Defined the loss, now we’ll have puro compute its gradient respect puro the output neurons of the CNN per order puro backpropagate it through the net and optimize the defined loss function tuning the net parameters. The loss terms coming from the negative classes are niente. However, the loss gradient respect those negative classes is not cancelled, since the Softmax of the positive class also depends on the negative classes scores.

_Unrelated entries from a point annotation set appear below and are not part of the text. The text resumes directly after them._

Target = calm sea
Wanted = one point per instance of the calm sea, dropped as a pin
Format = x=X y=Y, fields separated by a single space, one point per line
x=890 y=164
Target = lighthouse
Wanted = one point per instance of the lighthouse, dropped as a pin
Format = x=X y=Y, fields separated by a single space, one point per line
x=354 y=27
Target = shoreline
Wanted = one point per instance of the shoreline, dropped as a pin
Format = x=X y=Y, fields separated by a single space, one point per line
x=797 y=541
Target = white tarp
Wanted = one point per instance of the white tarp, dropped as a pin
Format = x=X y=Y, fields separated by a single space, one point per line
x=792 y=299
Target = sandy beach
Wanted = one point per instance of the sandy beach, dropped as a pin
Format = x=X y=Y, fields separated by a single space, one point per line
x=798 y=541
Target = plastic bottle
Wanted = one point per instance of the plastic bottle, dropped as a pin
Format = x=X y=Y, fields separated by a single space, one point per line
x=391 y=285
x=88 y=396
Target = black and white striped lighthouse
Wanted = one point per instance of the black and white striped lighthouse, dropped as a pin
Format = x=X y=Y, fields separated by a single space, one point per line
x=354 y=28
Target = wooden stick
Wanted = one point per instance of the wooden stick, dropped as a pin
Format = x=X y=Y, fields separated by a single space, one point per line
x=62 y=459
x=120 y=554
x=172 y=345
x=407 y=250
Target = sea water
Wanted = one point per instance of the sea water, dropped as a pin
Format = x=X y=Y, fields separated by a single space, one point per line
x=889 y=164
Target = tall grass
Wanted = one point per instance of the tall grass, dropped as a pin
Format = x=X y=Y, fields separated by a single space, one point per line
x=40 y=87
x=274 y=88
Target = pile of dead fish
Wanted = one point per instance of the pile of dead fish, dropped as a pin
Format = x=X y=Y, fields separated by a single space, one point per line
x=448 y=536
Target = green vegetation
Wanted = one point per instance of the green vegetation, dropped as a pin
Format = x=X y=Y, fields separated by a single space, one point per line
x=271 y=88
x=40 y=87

The gradient expression will be the same for all \(C\) except for the ground truth class \(C_p\), because the score of \(C_p\) (\(s_p\)) is mediante the nominator.
- Caffe: SoftmaxWithLoss Layer. Is limited puro multi-class classification.
- Pytorch: CrossEntropyLoss. Is limited esatto multi-class classification.
- TensorFlow: softmax_cross_entropy. Is limited to multi-class classification.
In this Facebook sistema they claim that, despite being counter-intuitive, Categorical Ciclocross-Entropy loss, or Softmax loss worked better than Binary Cross-Entropy loss per their multi-label classification problem.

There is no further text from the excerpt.